Post the session I walked upto his place and saw that he was playing around with Geometry datatype and that took me by surprise. I was not aware that they were using the same and I was pleasantly surprised because it was going to be a learning experience for me too. I watched at their code and then later said would like to get a repro and revert back. The code was some 500 lines of the geometry datatype that they were building and it was taking some ridiculous 26 seconds to query.

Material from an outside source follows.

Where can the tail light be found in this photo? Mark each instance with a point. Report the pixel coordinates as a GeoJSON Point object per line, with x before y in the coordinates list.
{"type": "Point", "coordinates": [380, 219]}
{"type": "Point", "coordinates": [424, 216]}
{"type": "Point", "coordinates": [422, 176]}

The code was something like:
DECLARE @Shape GEOMETRY = 'LINESTRING (69780.797425 956010.563079, 69669.780371 955901.565027, 69670. 789364 956011.572091, 69890.805466 956009.554067, 69779.788432 955900.556035, -- removed some 12 pages of points 305638, 64548.030118 973221.25711, 63783.027513 973778.383136, 62897.892436 62897.892436)' SELECT @Shape
Since this was a new domain for me, I wrote back to a few friends in Microsoft to check if there was anything I need to aware rather than staring at the 12 pages of points data. After about a day, one of the friends said – there was some optimization that was enabled and this was a known issue. I was pointed to the KB article which was a big sigh of relief. So I pressed to ask for the resolution. I was told:
- SQL Server 2012 SP2 CU6
- SQL Server 2014 CU8
- SQL Server 2014 SP1 CU1
- SQL Server 2016 CTP3 – where I ran this
We can optimize this by enabling a trace flag of T6534. As soon as I did the same. The same query returned in sub-seconds.
It was a great learning for me too, and wrote back to the DBA showing the same. I used the below method to enable the trace flag as the service start parameter.
As I try to wrap up this post, I am interested in knowing how many of you are using a Geometry database in your environments? What are some of the use cases of using them? Have you ever encountered this Trace flag before or have you enabled the same?
Reference: Pinal Dave (https://blog.sqlauthority.com)
2 Comments. Leave new
Those of us in the GIS field use it a lot. The geometry data type is a good alternative to the proprietary binary type offered by Esri and the other major GIS vendors. Thanks for posting this useful hint!
I would be curious to have that LINESTRING text to test with my Sql Server instance. I generated a very long LINESTRING (over 398K characters) and ran the query along the lines of the one you posted and got sub-second response without CU 8 or Trace Flag 6534. It is a Sql Server Express (used for testing) 2012 64-bit (11.0.5058.0) running on a very mediocre Dell Workstation running Windows 7.1 with 8 GB of RAM.
Was the issue you described specific to SS 2014?
Thanks again for posting an article on SS Spatial data types. I see so few recent posts outside of the GIS realm (there are some notable exceptions). I hope that more people start taking advantage of the geometry and geography data types.